Hayne did more damage than any good. It may have pushed the thieves (banks) out of the industry, but decimated the great work and value of the advisers.

At the start of the RC, Hayne made some encouraging comments about seeking simpler and less regulation for financial services. By the end of it his lawyer mates had obviously reminded him that lawyers make money out of lots of complex regulation. So instead of simplification he came up with swathes of new regulations to further complicate an over complicated environment. A huge loss for consumers, but a big win for lawyers and compliance bureaucrats.

There was one simple thing Hayne could have done to remove most of the problems in financial advice, while at the same time reducing complexity and cost. Ban vertical integration.

This fundamental structural problem still remains under Hayne's mountain of expensive and cumbersome new regulations. It will continue to cause problems. Hayne should be ashamed for wasting taxpayers money and wasting an opportunity for reform that would benefit consumers rather than lawyers.

Another insightful and well balanced article, Mike, thank you.

I am still bemused how during the RC on the day industry super representatives took the stand, the hard hitter bulldog lawyers and even Haynes himself took a leave of absence, and left a simpering joking junior to pat them on the back.

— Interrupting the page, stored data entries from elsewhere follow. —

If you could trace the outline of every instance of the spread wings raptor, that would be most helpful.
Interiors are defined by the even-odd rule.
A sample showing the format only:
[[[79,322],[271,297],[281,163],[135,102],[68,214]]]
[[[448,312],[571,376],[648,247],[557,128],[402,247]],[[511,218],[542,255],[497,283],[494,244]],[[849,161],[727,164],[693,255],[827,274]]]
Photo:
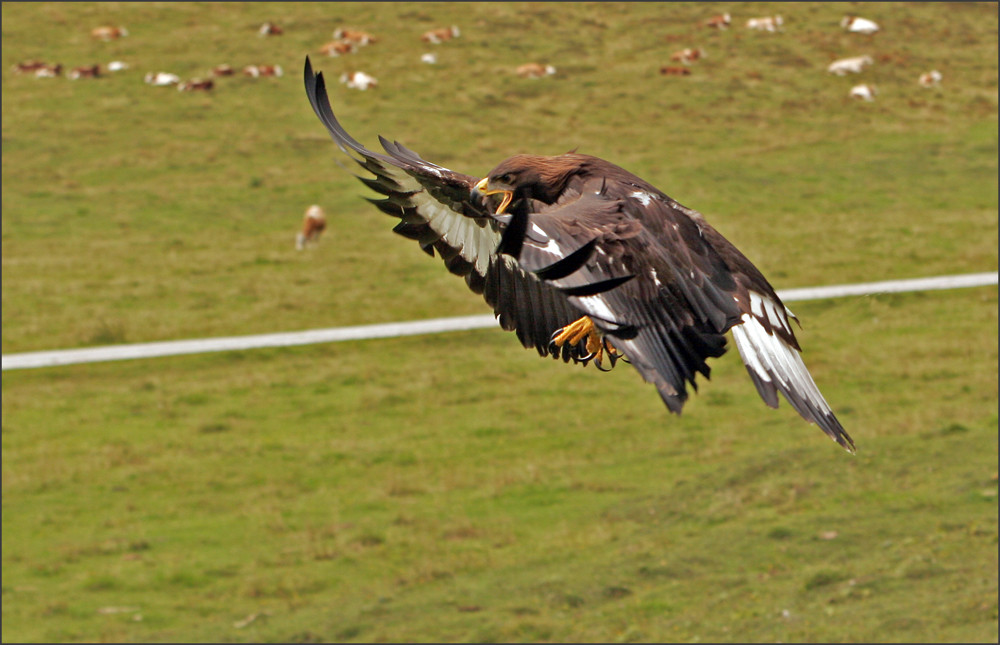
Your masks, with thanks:
[[[308,59],[305,87],[334,141],[374,175],[359,179],[400,219],[393,230],[437,252],[525,347],[598,366],[623,356],[679,414],[732,329],[765,403],[781,392],[854,451],[802,362],[791,312],[697,211],[588,155],[516,155],[480,180],[382,137],[386,154],[373,152],[337,121]]]

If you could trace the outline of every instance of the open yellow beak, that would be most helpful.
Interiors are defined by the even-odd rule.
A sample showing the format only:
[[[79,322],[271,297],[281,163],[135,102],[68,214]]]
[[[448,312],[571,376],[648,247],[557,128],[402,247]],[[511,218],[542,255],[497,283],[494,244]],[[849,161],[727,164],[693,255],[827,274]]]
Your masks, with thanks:
[[[510,200],[514,198],[514,191],[503,190],[503,189],[489,189],[489,177],[483,177],[482,181],[476,184],[476,190],[483,195],[496,195],[498,193],[503,193],[503,201],[500,202],[500,206],[497,207],[496,215],[502,215],[503,212],[510,206]]]

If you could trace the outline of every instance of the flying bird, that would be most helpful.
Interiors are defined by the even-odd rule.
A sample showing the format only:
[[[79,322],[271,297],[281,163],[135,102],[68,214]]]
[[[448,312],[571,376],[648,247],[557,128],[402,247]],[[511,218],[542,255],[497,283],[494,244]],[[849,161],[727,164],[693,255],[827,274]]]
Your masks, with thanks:
[[[313,110],[373,177],[369,199],[393,231],[437,253],[526,348],[599,369],[628,362],[680,414],[687,385],[733,339],[764,402],[777,393],[849,452],[854,442],[800,356],[795,316],[760,271],[701,213],[603,159],[518,154],[486,177],[425,161],[379,137],[385,154],[344,130],[323,74],[305,63]]]

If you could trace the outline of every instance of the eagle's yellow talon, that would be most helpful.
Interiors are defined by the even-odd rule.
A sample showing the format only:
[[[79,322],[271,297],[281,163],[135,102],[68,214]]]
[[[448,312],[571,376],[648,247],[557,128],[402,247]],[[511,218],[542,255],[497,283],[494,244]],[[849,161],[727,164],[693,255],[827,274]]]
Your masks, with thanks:
[[[606,338],[601,337],[594,327],[594,321],[588,316],[575,320],[562,329],[557,330],[553,334],[549,346],[552,348],[562,348],[564,345],[569,344],[570,347],[576,347],[580,343],[584,343],[583,349],[587,354],[585,356],[573,356],[573,360],[583,363],[594,361],[598,368],[601,367],[605,352],[607,352],[608,357],[611,359],[612,367],[615,361],[622,355]]]
[[[567,342],[570,345],[576,345],[589,335],[596,335],[594,321],[584,316],[563,327],[558,334],[552,337],[552,344],[556,347],[562,347]]]

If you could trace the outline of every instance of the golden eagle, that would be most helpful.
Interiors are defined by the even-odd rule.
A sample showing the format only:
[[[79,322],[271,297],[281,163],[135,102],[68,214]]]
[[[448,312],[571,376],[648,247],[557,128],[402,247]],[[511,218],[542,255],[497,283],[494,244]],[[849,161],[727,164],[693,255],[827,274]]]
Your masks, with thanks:
[[[359,179],[399,218],[393,230],[439,254],[525,347],[601,369],[627,361],[680,414],[732,330],[764,402],[777,407],[781,392],[854,452],[802,362],[794,315],[701,213],[584,154],[515,155],[480,179],[381,136],[386,154],[373,152],[337,121],[308,58],[305,87],[333,140],[374,175]]]

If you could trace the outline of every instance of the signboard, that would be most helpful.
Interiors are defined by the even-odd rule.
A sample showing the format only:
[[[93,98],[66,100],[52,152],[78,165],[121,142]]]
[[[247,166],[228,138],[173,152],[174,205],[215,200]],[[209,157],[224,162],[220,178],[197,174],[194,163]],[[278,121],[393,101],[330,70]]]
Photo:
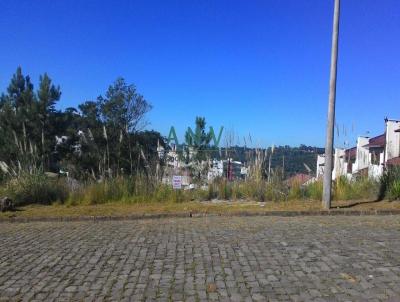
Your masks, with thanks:
[[[172,176],[172,188],[173,189],[182,189],[182,176],[174,175]]]

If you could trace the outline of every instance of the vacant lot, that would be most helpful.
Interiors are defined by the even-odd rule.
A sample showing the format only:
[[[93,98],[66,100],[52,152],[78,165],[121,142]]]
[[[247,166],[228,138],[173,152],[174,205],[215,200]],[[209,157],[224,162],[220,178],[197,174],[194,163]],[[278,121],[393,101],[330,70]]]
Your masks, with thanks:
[[[7,301],[398,296],[400,216],[0,224]]]

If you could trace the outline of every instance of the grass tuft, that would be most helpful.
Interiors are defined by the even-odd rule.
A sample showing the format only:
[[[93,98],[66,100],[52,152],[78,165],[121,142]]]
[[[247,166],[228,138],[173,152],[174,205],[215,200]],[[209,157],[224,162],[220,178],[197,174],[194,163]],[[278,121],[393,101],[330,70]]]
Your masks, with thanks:
[[[68,198],[68,187],[63,179],[50,179],[44,174],[22,174],[6,183],[3,194],[16,205],[31,203],[50,204],[64,202]]]

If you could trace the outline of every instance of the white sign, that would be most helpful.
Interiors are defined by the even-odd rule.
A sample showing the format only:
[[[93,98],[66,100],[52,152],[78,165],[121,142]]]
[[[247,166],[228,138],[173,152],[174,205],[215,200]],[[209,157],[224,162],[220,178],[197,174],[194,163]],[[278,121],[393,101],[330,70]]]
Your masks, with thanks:
[[[180,175],[172,176],[172,188],[182,189],[182,176]]]

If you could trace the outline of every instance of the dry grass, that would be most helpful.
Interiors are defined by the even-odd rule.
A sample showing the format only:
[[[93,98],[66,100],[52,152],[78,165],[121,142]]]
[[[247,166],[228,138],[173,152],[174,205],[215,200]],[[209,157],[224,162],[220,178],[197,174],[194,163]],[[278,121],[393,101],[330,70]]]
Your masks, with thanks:
[[[333,208],[345,210],[400,210],[400,202],[334,202]],[[150,203],[127,204],[106,203],[98,205],[29,205],[15,212],[0,213],[0,219],[49,218],[49,217],[79,217],[79,216],[129,216],[143,214],[235,214],[235,213],[264,213],[270,211],[319,211],[321,203],[317,201],[287,201],[287,202],[184,202],[184,203]]]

If Hayne had pursued that vertical integration in any form was to be banned, or else a different stystem denoting IFA as financial planners and product provider rep's as 'agents' or even simply 'product representatives', then I could half believe he was potential competent and that he wasn't gotten to by the unions.

Mike, you've got complete support from correspondents.
There are plenty of angles where this Commission failed.
The most work Haynes appeared to do was to allocate numbers to exhibits in his distinctive authoritative and ponderous way.
His dismay at advisers continuing to advise on the portfolios of Estates said it all.
For example, NO acknowledgement that Advisers need to monitor Portfolios at all times, thereby keeping an eye on the effects of economic changes, market changes, the work and competence of Funds Managers, the need to act on Legislative changes, etc. all while the LAWYERS take their time administering an Estate for months and years. Did he think the Advisers should continue their work unrewarded? Obviously he did. But get a Lawyer to do photo copying or send a letter for FREE! NO CHANCE!!!!!! Does HAYNE REALLY WANTS SERVICE FOR NO FEES!!!! FAIR SUCK OF THE SAUCE BOTTLE, MATE!
This person who ignored Frydenberg's attempt to shake his hand when he handed over his final report, displayed the same attitude when he allowed the young QC/SC assisting to humiliate Ken Henry, one of our most successful, important and valuable Public Servants, when he was being very helpful in detailing the workings of our Industry using well reasoned Logic and experience.
I am dismayed that the Government did not throw out most of the findings. They should have!!!
Surely it is a mistake to employ people to undertake long winded enquiries after they have been deemed no longer suitable to remain in their career, in this case, working as a Judge. Hayne was justifiably well known for his early accomplishments and studies but nevertheless prepared in later life to be a singular voice and perhaps this explains his distinctive application to his brief in this case and his divergence from it. His NON investigation into INDUSTRY FUNDS justifies another ROYAL COMMISSION.